The beneficial effects of the invention are as follows: the microphone for voice acquisition is convenient to carry, and can acquire voice signals of a patient in a natural state; based on the depression identification research results combining the characteristics of the CNN, the MFCC and the GAN enhancement data set, the advantages of the MFCC and the CNN are combined, and the accuracy of depression identification in a non-experimental environment is improved.
Drawings
FIG. 1 is a schematic diagram of a method for detecting depression based on a microphone array of the present invention;
FIG. 2 is a schematic diagram of a microphone array used in a method for detecting depression based on a microphone array according to the present invention;
FIG. 3 is a schematic diagram of a CNN model in a microphone array-based depression detection method of the present invention;
fig. 4 is a schematic diagram of GAN model in a method for detecting depression based on a microphone array according to the present invention.
Detailed Description
The invention will be described in detail with reference to the accompanying drawings and detailed description.
The invention provides a depression detection method based on a microphone array, which is shown in fig. 1 to 4 and comprises the following steps:
step 1, can carry out accurate sound source localization and form pickup wave beam in the direction of target speaker through using annular microphone array, restrain noise and reflected sound, strengthen sound signal, can accurately discern 3-5 m's long-distance pronunciation under noisy environment, satisfy the demand to gathering at any time of patient's daily life speech signal, specifically:
step 1.1, collecting a patient voice signal through a quaternary cross microphone array;
step 1.2, framing and windowing the collected voice signal of the target patient, transforming the signal from the time domain ratio to the frequency domain by utilizing the fast Fourier transform, and completing the estimation of the spectrum factor by calculating the smooth power spectrum and the noise power spectrum.
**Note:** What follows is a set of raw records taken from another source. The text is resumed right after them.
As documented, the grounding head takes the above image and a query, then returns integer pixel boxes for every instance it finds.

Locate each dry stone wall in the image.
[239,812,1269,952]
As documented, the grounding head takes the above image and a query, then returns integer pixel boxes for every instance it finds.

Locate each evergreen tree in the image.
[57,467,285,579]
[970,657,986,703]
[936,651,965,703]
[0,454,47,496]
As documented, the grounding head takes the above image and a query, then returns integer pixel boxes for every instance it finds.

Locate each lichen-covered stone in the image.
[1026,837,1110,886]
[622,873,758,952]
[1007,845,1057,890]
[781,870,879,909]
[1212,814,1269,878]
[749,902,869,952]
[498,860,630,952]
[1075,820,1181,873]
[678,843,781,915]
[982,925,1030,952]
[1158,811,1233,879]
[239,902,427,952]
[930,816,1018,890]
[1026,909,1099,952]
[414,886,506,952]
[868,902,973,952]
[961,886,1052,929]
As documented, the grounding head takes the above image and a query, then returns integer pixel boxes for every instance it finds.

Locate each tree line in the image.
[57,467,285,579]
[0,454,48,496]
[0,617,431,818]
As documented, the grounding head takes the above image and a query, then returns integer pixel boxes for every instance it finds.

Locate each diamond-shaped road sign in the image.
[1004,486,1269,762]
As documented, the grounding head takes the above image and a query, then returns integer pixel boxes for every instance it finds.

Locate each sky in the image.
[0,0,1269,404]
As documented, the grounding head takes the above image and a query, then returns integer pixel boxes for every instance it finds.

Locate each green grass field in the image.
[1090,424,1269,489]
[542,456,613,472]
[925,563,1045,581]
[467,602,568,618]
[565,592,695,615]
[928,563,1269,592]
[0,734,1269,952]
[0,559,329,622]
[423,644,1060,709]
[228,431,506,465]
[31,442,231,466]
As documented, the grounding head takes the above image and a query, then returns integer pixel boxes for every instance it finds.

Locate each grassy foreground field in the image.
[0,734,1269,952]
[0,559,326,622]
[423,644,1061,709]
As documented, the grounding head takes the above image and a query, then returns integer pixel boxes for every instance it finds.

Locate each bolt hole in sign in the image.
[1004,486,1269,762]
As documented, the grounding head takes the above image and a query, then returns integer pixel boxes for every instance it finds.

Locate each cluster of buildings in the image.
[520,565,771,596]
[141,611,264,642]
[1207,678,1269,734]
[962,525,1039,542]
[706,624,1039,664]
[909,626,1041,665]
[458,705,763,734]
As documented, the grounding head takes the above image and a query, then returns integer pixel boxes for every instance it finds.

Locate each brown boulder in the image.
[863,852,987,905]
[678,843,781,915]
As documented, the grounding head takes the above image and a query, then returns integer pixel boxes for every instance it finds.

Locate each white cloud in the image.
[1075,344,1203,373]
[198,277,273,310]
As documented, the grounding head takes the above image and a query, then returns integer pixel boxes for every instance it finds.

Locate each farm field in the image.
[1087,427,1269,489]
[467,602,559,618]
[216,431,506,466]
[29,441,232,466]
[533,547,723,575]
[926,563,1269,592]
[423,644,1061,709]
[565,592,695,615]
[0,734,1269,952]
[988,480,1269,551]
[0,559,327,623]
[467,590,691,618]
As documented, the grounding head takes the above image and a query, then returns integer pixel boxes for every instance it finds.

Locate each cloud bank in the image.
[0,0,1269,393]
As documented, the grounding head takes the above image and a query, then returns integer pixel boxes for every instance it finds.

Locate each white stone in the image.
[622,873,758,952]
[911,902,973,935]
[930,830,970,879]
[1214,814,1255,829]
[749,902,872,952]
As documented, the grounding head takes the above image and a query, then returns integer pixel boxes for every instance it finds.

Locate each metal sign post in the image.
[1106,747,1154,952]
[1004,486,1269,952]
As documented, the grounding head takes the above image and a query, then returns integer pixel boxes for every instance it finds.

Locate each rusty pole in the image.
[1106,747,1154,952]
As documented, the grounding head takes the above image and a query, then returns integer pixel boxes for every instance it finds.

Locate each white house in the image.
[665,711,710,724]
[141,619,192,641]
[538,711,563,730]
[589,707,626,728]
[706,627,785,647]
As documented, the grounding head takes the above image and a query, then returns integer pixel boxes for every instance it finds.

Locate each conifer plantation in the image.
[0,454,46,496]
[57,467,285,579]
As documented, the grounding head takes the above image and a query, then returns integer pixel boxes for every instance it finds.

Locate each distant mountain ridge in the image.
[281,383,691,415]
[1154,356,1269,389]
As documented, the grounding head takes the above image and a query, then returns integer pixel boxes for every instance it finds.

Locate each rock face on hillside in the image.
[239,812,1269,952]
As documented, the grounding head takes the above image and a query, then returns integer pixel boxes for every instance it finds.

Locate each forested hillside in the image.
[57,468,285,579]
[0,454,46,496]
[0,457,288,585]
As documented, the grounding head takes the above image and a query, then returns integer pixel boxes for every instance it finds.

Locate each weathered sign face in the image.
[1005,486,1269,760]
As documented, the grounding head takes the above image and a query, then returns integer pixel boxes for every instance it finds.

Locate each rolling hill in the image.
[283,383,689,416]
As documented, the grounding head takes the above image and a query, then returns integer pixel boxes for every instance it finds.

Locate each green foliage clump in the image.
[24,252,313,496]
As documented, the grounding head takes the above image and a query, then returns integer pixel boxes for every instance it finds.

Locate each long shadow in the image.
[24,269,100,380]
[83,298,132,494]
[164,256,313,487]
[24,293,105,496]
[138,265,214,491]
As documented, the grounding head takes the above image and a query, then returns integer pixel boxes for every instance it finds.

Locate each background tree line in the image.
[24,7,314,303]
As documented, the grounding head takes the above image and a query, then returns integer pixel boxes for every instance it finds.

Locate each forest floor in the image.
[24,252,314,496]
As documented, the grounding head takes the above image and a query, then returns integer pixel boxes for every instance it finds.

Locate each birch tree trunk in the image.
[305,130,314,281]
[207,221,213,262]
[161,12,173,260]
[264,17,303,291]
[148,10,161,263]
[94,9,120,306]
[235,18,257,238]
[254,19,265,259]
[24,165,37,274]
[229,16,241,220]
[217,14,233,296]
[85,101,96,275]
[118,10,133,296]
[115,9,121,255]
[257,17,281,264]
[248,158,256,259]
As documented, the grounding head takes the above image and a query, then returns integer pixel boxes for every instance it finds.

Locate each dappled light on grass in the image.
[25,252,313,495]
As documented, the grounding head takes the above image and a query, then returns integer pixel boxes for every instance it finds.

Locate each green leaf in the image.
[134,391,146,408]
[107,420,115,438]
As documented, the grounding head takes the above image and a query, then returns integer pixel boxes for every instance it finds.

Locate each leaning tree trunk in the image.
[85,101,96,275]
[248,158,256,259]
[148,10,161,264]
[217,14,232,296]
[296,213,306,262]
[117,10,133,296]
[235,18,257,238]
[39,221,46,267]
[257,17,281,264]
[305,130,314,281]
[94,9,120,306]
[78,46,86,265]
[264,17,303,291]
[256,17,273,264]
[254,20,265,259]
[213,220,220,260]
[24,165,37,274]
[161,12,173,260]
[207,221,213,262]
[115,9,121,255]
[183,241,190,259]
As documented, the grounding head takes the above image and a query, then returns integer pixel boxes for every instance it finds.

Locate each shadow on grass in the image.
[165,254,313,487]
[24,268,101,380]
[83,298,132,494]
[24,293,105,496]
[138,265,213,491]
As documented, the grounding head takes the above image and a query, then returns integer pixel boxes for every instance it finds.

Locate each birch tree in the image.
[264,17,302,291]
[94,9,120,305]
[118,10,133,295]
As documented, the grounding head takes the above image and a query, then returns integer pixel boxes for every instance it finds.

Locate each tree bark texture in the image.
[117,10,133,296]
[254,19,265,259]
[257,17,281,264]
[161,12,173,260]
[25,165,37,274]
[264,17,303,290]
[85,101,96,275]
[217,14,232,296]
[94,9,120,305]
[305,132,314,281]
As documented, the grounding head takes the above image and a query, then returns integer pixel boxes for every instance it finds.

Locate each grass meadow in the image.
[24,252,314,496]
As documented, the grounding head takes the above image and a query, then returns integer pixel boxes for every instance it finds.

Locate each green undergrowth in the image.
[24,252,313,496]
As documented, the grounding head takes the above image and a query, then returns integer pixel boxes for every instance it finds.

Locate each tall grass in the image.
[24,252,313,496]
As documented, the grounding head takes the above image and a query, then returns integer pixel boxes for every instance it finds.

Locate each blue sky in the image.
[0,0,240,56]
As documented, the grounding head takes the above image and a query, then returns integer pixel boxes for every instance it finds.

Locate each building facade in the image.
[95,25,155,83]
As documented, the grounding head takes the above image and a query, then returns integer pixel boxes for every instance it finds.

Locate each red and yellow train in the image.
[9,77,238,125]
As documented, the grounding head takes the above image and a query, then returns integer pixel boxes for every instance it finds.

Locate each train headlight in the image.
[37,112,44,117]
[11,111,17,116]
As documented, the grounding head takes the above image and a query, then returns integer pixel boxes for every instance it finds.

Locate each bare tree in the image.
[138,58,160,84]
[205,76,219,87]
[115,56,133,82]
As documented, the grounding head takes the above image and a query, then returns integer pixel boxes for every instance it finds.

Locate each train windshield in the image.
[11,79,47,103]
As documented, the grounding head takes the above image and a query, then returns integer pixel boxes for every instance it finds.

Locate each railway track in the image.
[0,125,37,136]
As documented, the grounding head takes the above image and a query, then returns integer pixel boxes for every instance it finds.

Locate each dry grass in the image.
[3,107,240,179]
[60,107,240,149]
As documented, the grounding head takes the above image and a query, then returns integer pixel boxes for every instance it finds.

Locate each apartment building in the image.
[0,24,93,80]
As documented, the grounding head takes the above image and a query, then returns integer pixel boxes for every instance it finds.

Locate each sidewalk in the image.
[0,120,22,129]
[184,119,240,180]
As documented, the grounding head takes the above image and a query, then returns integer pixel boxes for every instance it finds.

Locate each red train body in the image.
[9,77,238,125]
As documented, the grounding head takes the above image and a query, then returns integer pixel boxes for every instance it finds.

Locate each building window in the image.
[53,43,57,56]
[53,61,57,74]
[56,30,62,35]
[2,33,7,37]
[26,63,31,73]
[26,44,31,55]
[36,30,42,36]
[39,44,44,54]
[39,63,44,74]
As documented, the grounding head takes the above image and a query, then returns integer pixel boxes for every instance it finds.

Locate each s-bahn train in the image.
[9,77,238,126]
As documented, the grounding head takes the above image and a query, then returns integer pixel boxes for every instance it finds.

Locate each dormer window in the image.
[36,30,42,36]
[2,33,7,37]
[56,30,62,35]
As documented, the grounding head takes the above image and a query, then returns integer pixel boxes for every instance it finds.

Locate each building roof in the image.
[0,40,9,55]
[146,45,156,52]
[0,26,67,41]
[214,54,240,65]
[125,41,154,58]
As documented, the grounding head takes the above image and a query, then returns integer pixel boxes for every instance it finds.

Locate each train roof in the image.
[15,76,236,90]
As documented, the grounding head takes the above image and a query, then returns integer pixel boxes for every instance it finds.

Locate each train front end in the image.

Outputting the spectrum subtracted signal. Finally, the combined energy entropy ratio is calculated and detected whether the patient voice signal is contained. Obtaining an endpoint value of the voice; the calculation process of the energy entropy ratio is as follows:
the energy of each frame is calculated as:
x i (m) is a signal of the i-th frame, and the frame length is N. The energy relation expression is:
E i =log 10 (1+e i /a)
a is a constant, and proper adjustment can distinguish unvoiced sound from noisy sound. The i-th frame voice signal is subjected to fast Fourier transform and then is:
obtaining the energy spectrum of the frequency component corresponding to the kth spectral line:
the normalized spectral probability density is:
short-term spectral entropy definition of speech frames:
energy-to-entropy ratio EH i The ratio of energy and entropy spectrum:
step 1.3, combining the end point detection result, using DOA positioning method to make position judgment for sound source signal, using the processing procedure of a frame of signal data to make description: by reading in voice data, taking the m-th frame as a processing object, and taking 4 paths of microphone signalsThe number corresponds to the data of the m-th frame, 4 paths of signals are combined into 1 path of signals, and W is carried out on the signals c (k) Weighting; then find the corresponding energy sum E of a certain angle on different frequency bands s Calculating to obtain energy value E corresponding to 360 angles of current frame signal s (i) The value of i is 0-360 degrees. Take the maximum value E in the 360 energies smax (i) And an angle i corresponding to the maximum energy value, the sound source angle determined by the current frame can be output. The band energy of each frame signal corresponding to a certain angle is:
wherein f 1 、f 2 Indicating the setting range of the frequency band 1-N/2+1, X sw (k) In order to perform band weighting processing on the 1-path signals after combination, the formula is as follows:
in which W is e (k) As a band weighting factor, the formula is:
wherein the index 0 is less than lambda and less than 1, W (k) is a masking weight factor, and represents that the frequency band with the maximum signal-to-noise ratio SNR in each frequency band is taken for the current data.
X s (k) To combine 4 signals into 1 signal, the formula is:
wherein X is i (k) Is 1 out of 4 signals.
Step 1.4, synthesizing 4 paths of signals into 1 path of signals through a superdirective beam forming algorithm by using the voice signals subjected to end point detection and sound source positioning processing, thereby realizing synthesis, noise reduction and enhancement of microphone array signals. The super-directivity beamforming algorithm is detailed as follows:
the microphone array of the invention selects a quaternary cross array, which can be regarded as one of uniform circular arrays, and the geometric relation of the array can know that the direction vector of arrival of a receiving signal with an angle theta is as follows:
wherein,,
the voice environment used by the method is mainly indoor and daily life, so that the noise matrix calculated based on the scattered noise field has certain applicability to the current microphone voice environment; the scattered noise field only describes the three-dimensional spherical surface homodromous noise field, and the related function expression is as follows:
where sinc (x) yields the sampling function sinpi x/pi x. The microphone array is composed of M array elements, and the signals received by the ith microphone are as follows:
wherein f represents frequency, A i The amplitude is represented by a value representing the amplitude,the phase is represented, and according to the mathematical model theory of the optimal solution of 'superdirectivity', the correlation coefficient of noise signals between any two points in space is as follows:
the noise covariance matrix is normalized as:
R nn =[ρ ij ](i,j=1,2,...,N-1)
d ij representing the distance between any two array elements in the microphone array.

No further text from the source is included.